Here are a couple of quick examples from teams you may recognize. A person may be whip-smart and ambitious, but he approaches things in a process-driven way and is in a fly-by-the-seat-of-your-pants position. When they move slowly, you get upset because growth is stalled. Or maybe she is excellent at keeping relationships but shy as a bug, and is in a sales position that requires lots of warm-calling without referral introduction. When new bookings are slower than hoped for because new clients aren’t signing up, isn’t it the boss’ fault for putting an account manager in a sales persons’ role? How could you expect that any real success is possible with great people in the wrong position.
How does this happen?
First, employers don’t use skilled recruiters to hire employees. Most small businesses and all solopreneurs don’t have an HR department. They might have someone who helps with compliance and workforce safety, for instance, but not anyone with real HR background. The daily duties of HR, including recruiting, screening, interviewing, on-boarding and training are left to the department managers or direct supervisors. Middle-manager Molly has a hole on her team, and she needs to fill it fast.
Second, employers – or, rather, the department managers – look to what they know: themselves. We all learn from our own experiences and from those around us to learn. When we’re faced with a new challenge, say, marriage, parenting, vacationing, cooking, or hiring, we are going to go with what’s familiar (literally, derived from “family”). Many department managers have less than five years’ experience in what they’re doing. The thing they know best is themselves, so they look for someone like themselves, because, hey, if I can do it the newbie can do it, too! The issue with this is that the hiring manager is very likely not filling a position that’s identical to their own, and so does not want someone who is going to have the same skills and interests and experience and ambition.

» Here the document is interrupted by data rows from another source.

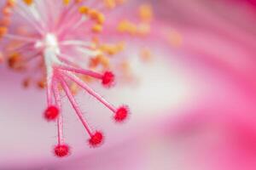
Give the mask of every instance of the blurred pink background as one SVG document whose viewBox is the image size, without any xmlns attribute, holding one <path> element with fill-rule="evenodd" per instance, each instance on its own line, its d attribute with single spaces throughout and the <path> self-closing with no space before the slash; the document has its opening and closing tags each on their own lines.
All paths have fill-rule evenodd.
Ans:
<svg viewBox="0 0 256 170">
<path fill-rule="evenodd" d="M 40 115 L 44 94 L 24 91 L 20 75 L 0 65 L 0 169 L 256 169 L 256 1 L 150 2 L 152 37 L 131 48 L 147 44 L 153 63 L 134 61 L 138 87 L 102 92 L 129 104 L 131 119 L 114 125 L 103 108 L 89 116 L 108 134 L 102 148 L 90 149 L 67 114 L 73 156 L 54 157 L 55 127 Z M 93 99 L 79 100 L 95 112 Z"/>
</svg>

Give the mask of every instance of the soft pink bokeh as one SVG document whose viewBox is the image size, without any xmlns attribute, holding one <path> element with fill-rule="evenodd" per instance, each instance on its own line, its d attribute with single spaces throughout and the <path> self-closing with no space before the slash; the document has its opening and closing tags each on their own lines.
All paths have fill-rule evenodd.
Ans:
<svg viewBox="0 0 256 170">
<path fill-rule="evenodd" d="M 165 67 L 163 63 L 169 65 L 167 72 L 153 70 L 153 77 L 169 75 L 160 82 L 166 82 L 160 88 L 173 94 L 177 92 L 173 100 L 178 102 L 170 100 L 170 105 L 160 105 L 148 112 L 147 103 L 159 104 L 154 98 L 145 97 L 148 101 L 142 105 L 126 99 L 137 107 L 135 110 L 143 113 L 133 112 L 123 128 L 111 125 L 108 116 L 90 117 L 93 122 L 100 122 L 110 138 L 106 146 L 96 150 L 84 144 L 76 119 L 70 119 L 67 138 L 77 147 L 73 150 L 77 154 L 57 160 L 48 154 L 48 146 L 55 139 L 55 127 L 36 114 L 44 109 L 44 96 L 36 90 L 24 92 L 17 88 L 20 77 L 1 68 L 4 81 L 1 82 L 0 122 L 4 126 L 0 129 L 0 157 L 3 160 L 0 169 L 256 168 L 255 1 L 151 2 L 156 13 L 153 35 L 150 41 L 137 44 L 146 43 L 156 52 L 159 68 Z M 178 48 L 165 38 L 168 29 L 181 36 Z M 148 87 L 157 85 L 154 82 Z M 155 99 L 158 94 L 165 99 L 169 97 L 162 89 L 148 89 L 148 94 L 160 90 Z M 110 98 L 118 99 L 119 90 L 114 92 L 117 96 Z M 137 93 L 136 88 L 133 92 Z M 25 99 L 25 104 L 18 103 Z M 32 103 L 33 107 L 27 110 Z M 95 105 L 84 108 L 93 110 Z M 20 144 L 21 138 L 25 139 Z"/>
</svg>

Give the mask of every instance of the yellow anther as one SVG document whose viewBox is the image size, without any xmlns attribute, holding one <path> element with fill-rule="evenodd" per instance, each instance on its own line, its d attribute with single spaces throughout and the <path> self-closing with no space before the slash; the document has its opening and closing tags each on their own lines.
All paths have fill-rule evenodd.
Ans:
<svg viewBox="0 0 256 170">
<path fill-rule="evenodd" d="M 82 6 L 79 8 L 79 13 L 82 14 L 88 14 L 90 11 L 90 8 L 86 6 Z"/>
<path fill-rule="evenodd" d="M 34 3 L 33 0 L 23 0 L 23 2 L 27 5 L 32 5 Z"/>
<path fill-rule="evenodd" d="M 6 26 L 0 26 L 0 38 L 7 34 L 8 29 Z"/>
<path fill-rule="evenodd" d="M 135 34 L 137 32 L 137 26 L 128 20 L 122 20 L 119 23 L 117 30 L 121 33 Z"/>
<path fill-rule="evenodd" d="M 105 16 L 103 14 L 96 11 L 96 10 L 90 10 L 89 13 L 90 17 L 96 20 L 98 24 L 103 24 L 105 21 Z"/>
<path fill-rule="evenodd" d="M 9 17 L 3 17 L 3 18 L 0 20 L 0 26 L 9 26 L 9 24 L 10 24 Z"/>
<path fill-rule="evenodd" d="M 9 16 L 12 14 L 12 8 L 9 6 L 5 6 L 2 9 L 2 13 L 4 16 Z"/>
<path fill-rule="evenodd" d="M 139 8 L 139 16 L 142 21 L 148 22 L 153 18 L 153 9 L 150 4 L 143 4 Z"/>
<path fill-rule="evenodd" d="M 140 23 L 137 26 L 137 34 L 145 36 L 150 32 L 150 25 L 147 23 Z"/>
<path fill-rule="evenodd" d="M 104 69 L 107 69 L 109 67 L 109 59 L 102 54 L 101 55 L 97 55 L 94 58 L 91 58 L 90 60 L 90 64 L 89 64 L 89 66 L 90 68 L 96 68 L 97 67 L 98 65 L 102 65 L 102 67 Z"/>
<path fill-rule="evenodd" d="M 63 0 L 64 5 L 68 5 L 70 3 L 70 0 Z"/>
<path fill-rule="evenodd" d="M 100 24 L 96 24 L 92 28 L 91 28 L 91 31 L 94 32 L 94 33 L 100 33 L 102 32 L 103 30 L 103 27 L 102 27 L 102 25 L 100 25 Z"/>
</svg>

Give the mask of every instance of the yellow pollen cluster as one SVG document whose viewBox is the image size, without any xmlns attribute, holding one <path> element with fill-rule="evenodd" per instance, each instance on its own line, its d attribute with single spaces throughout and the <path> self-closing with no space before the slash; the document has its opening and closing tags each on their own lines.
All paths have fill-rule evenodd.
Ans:
<svg viewBox="0 0 256 170">
<path fill-rule="evenodd" d="M 103 30 L 103 24 L 105 22 L 105 16 L 102 13 L 91 9 L 89 7 L 82 6 L 79 8 L 81 14 L 85 14 L 90 20 L 95 21 L 94 26 L 91 28 L 91 31 L 94 33 L 100 33 Z"/>
<path fill-rule="evenodd" d="M 7 0 L 2 8 L 2 17 L 0 20 L 0 39 L 8 33 L 8 26 L 10 24 L 10 17 L 13 8 L 16 5 L 15 0 Z"/>
</svg>

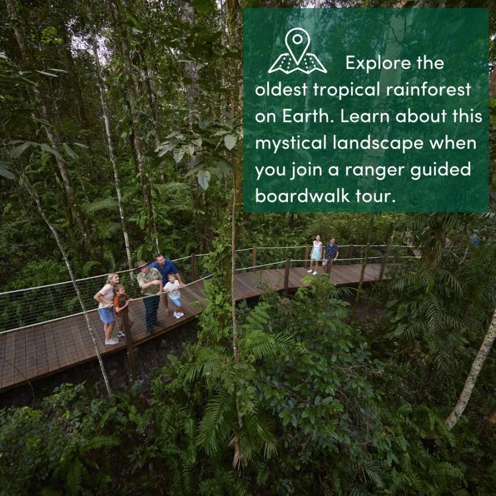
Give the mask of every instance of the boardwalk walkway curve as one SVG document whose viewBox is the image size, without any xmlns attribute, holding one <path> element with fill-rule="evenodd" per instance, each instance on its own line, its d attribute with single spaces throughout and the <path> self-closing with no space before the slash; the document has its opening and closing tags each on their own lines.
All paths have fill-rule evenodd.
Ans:
<svg viewBox="0 0 496 496">
<path fill-rule="evenodd" d="M 237 300 L 261 295 L 267 287 L 294 290 L 303 285 L 309 264 L 309 246 L 255 247 L 236 252 L 235 295 Z M 359 281 L 366 246 L 340 247 L 340 258 L 333 264 L 330 280 L 337 285 Z M 381 245 L 369 247 L 365 282 L 382 278 L 386 263 L 416 258 L 408 246 Z M 164 316 L 160 302 L 159 320 L 163 325 L 151 338 L 146 335 L 144 306 L 141 302 L 129 307 L 135 321 L 132 328 L 134 346 L 194 319 L 204 306 L 203 281 L 210 275 L 206 262 L 210 254 L 192 254 L 174 260 L 186 287 L 181 290 L 184 317 Z M 318 271 L 321 273 L 323 269 Z M 136 272 L 136 271 L 135 271 Z M 119 273 L 127 293 L 140 299 L 130 271 Z M 135 275 L 136 274 L 135 274 Z M 90 311 L 99 350 L 102 355 L 126 347 L 125 340 L 105 346 L 102 325 L 95 308 L 93 295 L 101 289 L 107 274 L 79 279 L 78 286 Z M 70 281 L 0 293 L 0 391 L 96 358 L 94 346 Z"/>
</svg>

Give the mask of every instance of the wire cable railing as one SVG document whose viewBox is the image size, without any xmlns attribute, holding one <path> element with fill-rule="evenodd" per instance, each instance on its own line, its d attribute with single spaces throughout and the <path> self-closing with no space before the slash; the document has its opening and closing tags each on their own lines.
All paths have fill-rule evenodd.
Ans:
<svg viewBox="0 0 496 496">
<path fill-rule="evenodd" d="M 346 245 L 339 247 L 338 260 L 334 265 L 361 263 L 366 245 Z M 236 251 L 235 267 L 237 273 L 248 271 L 279 269 L 284 267 L 287 259 L 291 267 L 308 267 L 311 247 L 254 246 Z M 411 247 L 406 245 L 371 245 L 368 259 L 371 263 L 382 261 L 387 253 L 388 263 L 416 258 Z M 181 279 L 188 285 L 211 275 L 209 262 L 211 254 L 192 254 L 173 260 Z M 320 263 L 319 265 L 321 265 Z M 120 271 L 120 283 L 128 298 L 142 298 L 136 279 L 132 280 L 131 271 Z M 134 271 L 135 277 L 138 271 Z M 96 311 L 94 296 L 106 284 L 108 274 L 77 279 L 76 283 L 85 307 Z M 45 284 L 36 287 L 14 290 L 0 293 L 0 334 L 18 330 L 48 322 L 53 322 L 82 313 L 81 306 L 71 281 Z"/>
</svg>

Third, these same department managers, if they are savvy enough to look elsewhere besides themselves for inspiration, may look to the person who they are replacing as the model – especially if the employee who left did so on his own rather than being terminated. They think to themselves, Tom was pretty good at most of the things I asked him to do and I sure wish he’d stayed rather than left, so I’m going to find The Next Tom to come in and replace him and hope he sticks around longer. Rarely do we sit down and wonder why Tom left in the first place, to see if it was the position or system or culture or team fit that made it an impossible situation for Tom to stick it out in.

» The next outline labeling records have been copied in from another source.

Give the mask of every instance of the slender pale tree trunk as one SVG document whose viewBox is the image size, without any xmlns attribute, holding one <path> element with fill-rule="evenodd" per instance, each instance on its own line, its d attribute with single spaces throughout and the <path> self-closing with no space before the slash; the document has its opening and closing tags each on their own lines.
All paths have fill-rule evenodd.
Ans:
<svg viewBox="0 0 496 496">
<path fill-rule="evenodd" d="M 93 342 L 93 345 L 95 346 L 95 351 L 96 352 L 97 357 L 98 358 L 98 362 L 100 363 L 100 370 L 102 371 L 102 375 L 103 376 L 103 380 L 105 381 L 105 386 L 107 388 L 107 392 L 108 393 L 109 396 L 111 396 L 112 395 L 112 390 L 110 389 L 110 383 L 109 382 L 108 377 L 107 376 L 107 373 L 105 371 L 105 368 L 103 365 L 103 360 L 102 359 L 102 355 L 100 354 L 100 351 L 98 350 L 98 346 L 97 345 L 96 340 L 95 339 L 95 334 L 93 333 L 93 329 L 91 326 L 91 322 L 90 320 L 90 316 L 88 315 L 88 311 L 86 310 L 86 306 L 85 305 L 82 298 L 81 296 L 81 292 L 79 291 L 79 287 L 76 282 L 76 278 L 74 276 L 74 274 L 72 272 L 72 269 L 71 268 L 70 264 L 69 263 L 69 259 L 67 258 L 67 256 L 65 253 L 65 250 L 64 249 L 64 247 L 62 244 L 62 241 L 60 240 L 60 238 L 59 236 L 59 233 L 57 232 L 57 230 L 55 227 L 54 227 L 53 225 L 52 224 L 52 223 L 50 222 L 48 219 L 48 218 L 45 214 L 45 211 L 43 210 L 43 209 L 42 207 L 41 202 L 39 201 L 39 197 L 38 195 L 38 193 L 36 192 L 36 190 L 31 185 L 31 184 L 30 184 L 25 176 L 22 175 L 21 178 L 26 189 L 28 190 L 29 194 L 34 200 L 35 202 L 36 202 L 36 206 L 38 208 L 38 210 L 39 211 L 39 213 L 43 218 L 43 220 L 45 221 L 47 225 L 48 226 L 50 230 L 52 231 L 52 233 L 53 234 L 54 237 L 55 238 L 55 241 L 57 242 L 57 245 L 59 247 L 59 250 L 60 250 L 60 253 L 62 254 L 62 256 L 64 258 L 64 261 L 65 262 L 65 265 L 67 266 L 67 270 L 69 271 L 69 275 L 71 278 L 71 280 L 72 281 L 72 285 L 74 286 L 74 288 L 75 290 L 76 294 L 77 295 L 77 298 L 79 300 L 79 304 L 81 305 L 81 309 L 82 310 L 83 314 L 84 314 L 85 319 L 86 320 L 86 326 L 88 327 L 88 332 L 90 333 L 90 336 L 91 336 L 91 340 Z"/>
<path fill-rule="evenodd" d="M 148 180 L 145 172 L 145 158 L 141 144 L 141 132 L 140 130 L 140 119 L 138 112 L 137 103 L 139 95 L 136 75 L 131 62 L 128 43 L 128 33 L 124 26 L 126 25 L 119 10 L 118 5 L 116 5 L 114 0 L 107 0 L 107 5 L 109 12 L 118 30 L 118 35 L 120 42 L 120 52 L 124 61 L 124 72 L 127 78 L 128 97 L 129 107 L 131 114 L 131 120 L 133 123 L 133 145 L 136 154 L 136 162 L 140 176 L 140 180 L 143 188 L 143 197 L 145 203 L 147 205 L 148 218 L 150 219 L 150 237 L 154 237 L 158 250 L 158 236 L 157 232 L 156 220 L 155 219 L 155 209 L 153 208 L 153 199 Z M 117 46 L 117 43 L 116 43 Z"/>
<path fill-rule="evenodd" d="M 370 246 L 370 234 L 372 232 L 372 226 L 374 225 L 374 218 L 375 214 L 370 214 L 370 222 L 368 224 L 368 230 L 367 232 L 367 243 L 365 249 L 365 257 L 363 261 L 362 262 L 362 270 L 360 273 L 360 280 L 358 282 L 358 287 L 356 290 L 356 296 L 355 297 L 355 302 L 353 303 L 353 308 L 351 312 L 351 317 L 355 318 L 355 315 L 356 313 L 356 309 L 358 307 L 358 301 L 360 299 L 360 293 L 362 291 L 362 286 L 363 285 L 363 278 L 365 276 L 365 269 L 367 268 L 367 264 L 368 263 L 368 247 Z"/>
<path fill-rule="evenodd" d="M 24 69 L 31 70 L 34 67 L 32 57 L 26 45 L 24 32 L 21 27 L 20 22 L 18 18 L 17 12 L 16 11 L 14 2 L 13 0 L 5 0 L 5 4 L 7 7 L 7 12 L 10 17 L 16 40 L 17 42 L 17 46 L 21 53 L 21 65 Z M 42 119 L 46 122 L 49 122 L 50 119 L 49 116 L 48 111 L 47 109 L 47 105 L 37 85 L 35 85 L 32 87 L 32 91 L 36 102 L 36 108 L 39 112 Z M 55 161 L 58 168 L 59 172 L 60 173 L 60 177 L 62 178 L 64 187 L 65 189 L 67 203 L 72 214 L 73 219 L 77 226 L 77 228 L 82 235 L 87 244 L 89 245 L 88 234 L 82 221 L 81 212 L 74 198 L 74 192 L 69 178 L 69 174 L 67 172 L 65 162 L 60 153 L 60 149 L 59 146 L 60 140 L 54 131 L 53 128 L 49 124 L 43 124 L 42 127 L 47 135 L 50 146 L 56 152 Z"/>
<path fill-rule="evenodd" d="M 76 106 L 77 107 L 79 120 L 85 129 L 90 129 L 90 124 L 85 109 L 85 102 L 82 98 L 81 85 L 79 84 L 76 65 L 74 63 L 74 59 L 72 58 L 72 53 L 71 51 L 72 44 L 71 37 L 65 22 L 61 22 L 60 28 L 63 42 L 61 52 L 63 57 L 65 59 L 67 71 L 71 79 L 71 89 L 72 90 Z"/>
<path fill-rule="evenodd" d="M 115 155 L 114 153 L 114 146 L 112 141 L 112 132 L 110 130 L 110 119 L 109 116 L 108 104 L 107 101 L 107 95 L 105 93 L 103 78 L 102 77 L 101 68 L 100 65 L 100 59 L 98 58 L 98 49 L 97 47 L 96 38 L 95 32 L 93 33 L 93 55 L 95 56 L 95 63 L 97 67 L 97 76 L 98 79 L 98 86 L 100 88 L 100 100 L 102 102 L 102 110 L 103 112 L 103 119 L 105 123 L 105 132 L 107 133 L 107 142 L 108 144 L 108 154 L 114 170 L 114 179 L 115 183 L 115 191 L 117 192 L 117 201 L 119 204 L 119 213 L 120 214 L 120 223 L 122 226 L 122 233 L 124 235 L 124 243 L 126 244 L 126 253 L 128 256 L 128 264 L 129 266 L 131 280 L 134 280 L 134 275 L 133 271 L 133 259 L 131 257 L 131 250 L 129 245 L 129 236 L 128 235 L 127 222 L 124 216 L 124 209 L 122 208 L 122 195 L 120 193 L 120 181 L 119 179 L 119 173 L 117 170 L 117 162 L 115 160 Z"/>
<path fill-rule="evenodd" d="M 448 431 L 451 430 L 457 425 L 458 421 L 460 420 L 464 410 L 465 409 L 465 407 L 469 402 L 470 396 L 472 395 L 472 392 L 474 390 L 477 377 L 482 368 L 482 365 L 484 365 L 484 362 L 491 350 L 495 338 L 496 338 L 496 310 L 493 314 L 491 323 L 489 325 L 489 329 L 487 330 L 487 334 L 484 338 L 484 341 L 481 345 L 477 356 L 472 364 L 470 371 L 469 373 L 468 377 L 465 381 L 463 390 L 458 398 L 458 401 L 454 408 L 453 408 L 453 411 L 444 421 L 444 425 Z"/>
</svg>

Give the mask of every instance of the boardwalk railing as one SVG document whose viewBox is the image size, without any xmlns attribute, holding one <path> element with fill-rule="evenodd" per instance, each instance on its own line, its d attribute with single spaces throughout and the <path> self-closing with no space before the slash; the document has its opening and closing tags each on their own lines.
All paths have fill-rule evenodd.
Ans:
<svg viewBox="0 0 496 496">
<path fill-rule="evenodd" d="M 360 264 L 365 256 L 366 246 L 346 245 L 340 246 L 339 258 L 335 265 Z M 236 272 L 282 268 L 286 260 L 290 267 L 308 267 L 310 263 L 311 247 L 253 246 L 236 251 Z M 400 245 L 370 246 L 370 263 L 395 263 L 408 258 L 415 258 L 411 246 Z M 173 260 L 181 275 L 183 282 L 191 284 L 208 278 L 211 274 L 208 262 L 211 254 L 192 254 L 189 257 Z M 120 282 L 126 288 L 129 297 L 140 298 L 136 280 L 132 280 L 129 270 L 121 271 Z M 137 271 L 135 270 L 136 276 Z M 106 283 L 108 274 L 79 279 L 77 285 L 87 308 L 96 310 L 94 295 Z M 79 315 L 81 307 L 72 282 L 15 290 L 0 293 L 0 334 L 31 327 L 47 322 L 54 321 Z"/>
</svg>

In short, many small businesses have inexperienced and unskilled leaders making decisions with out any training and doing what comes naturally, which is to do what they know and what they learned while on the job. The issue is that these are usually bad habits and need to be broken, or your team will continue to suffer because of it. In small business, especially, where the stage of growth that a company is in might be changing every six months or less, teams need to be reassessed frequently for current needs and objectives.
Here are some simple questions you can ask to see if your teams are designed well.

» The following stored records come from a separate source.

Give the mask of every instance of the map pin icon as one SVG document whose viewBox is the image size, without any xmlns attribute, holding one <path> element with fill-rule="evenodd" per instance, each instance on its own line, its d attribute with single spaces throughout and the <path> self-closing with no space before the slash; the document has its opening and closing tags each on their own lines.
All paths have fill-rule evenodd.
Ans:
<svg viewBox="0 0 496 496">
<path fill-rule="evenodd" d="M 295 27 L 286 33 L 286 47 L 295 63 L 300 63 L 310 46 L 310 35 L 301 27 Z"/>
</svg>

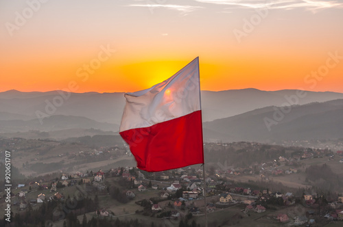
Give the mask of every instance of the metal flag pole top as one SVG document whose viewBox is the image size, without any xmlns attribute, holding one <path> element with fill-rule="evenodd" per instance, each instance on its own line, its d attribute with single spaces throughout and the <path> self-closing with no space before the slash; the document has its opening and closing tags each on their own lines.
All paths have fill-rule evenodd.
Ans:
<svg viewBox="0 0 343 227">
<path fill-rule="evenodd" d="M 199 97 L 200 98 L 200 109 L 201 108 L 201 89 L 200 89 L 200 70 L 199 66 L 199 57 L 198 57 L 198 72 L 199 72 Z M 201 132 L 202 132 L 202 120 L 201 120 Z M 205 158 L 204 155 L 204 135 L 202 137 L 202 159 L 204 160 L 204 163 L 202 164 L 202 174 L 204 175 L 204 203 L 205 206 L 205 227 L 207 227 L 207 202 L 206 202 L 206 173 L 205 173 Z"/>
</svg>

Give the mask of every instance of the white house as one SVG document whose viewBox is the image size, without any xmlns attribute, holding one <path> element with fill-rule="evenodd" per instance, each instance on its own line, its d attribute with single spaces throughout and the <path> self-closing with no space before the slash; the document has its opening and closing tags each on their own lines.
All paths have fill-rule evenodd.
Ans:
<svg viewBox="0 0 343 227">
<path fill-rule="evenodd" d="M 143 185 L 141 185 L 138 187 L 138 191 L 144 191 L 146 190 L 146 188 L 145 187 L 144 187 Z"/>
<path fill-rule="evenodd" d="M 152 211 L 152 212 L 159 212 L 162 211 L 162 208 L 161 208 L 160 205 L 158 204 L 153 204 L 151 207 L 151 210 Z"/>
<path fill-rule="evenodd" d="M 178 181 L 176 181 L 172 183 L 170 187 L 167 188 L 167 191 L 176 191 L 178 189 L 182 187 L 181 185 L 178 183 Z"/>
<path fill-rule="evenodd" d="M 63 174 L 61 176 L 61 180 L 62 181 L 68 180 L 68 176 L 66 174 Z"/>
<path fill-rule="evenodd" d="M 131 191 L 126 191 L 126 196 L 129 198 L 134 198 L 134 193 Z"/>
<path fill-rule="evenodd" d="M 224 193 L 220 195 L 219 201 L 220 202 L 230 202 L 233 200 L 233 197 L 229 193 Z"/>
<path fill-rule="evenodd" d="M 160 194 L 161 198 L 168 198 L 169 196 L 169 193 L 167 193 L 167 191 L 161 192 Z"/>
<path fill-rule="evenodd" d="M 19 191 L 19 197 L 24 197 L 25 196 L 25 192 L 23 191 Z"/>
<path fill-rule="evenodd" d="M 38 196 L 38 198 L 39 198 L 42 200 L 44 200 L 45 199 L 45 195 L 41 193 Z"/>
<path fill-rule="evenodd" d="M 94 176 L 94 181 L 100 182 L 102 181 L 102 175 L 97 175 Z"/>
</svg>

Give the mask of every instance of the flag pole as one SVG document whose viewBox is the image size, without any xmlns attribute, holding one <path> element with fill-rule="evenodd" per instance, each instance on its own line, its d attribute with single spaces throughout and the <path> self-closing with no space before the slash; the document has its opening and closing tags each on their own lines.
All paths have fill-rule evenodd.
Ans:
<svg viewBox="0 0 343 227">
<path fill-rule="evenodd" d="M 199 97 L 200 99 L 200 109 L 201 108 L 201 89 L 200 89 L 200 64 L 199 64 L 199 57 L 198 58 L 198 72 L 199 75 Z M 205 157 L 204 155 L 204 135 L 202 133 L 202 113 L 201 114 L 201 133 L 202 136 L 202 160 L 204 160 L 204 163 L 202 164 L 202 174 L 204 175 L 204 202 L 205 205 L 205 227 L 207 227 L 207 202 L 206 202 L 206 173 L 205 173 Z"/>
<path fill-rule="evenodd" d="M 204 174 L 204 202 L 205 204 L 205 227 L 207 227 L 207 203 L 206 202 L 206 174 L 205 163 L 202 165 L 202 173 Z"/>
</svg>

1. Do you have current job functions listed out clearly?
2. Do you have a recruiting team and are they trained on techniques to hire great people for the right position?
3. Have you identified the kind of communication style (direct or indirect, collaborative or independent) that is best suited for each function?
4. Have you identified behavioral-, competency- and personality-driven characteristics to match each position with potential team members?
5. Does each position have a clear advancement path laid out?
6. Does every person on the team have a growth or development plan created for them?
7. Do you update these needs every time there’s a change in the development stage or reorg in your business?
8. Have you communicated to everyone on the team everyone else’s role and goals?
9. Have you dumped every toxic employee from the team, regardless of skillset or contribution?
10. Do you reward the team rather than the individual?
11. Do you meet regularly (quarterly/semi-annually) with every team member to discuss their growth-plan progress?
If you answered Yes to most of these, you’re on the right track. If you stumbled on more than a couple, you should reconsider how you are indirectly impacting the team’s success by not setting them up as well as you should in your role as team leader. And if you think to yourself, it’s not that big of a deal to make changes, we grew our sales by 23% last year, how do you know with the right team you couldn’t have grown sales by 44%?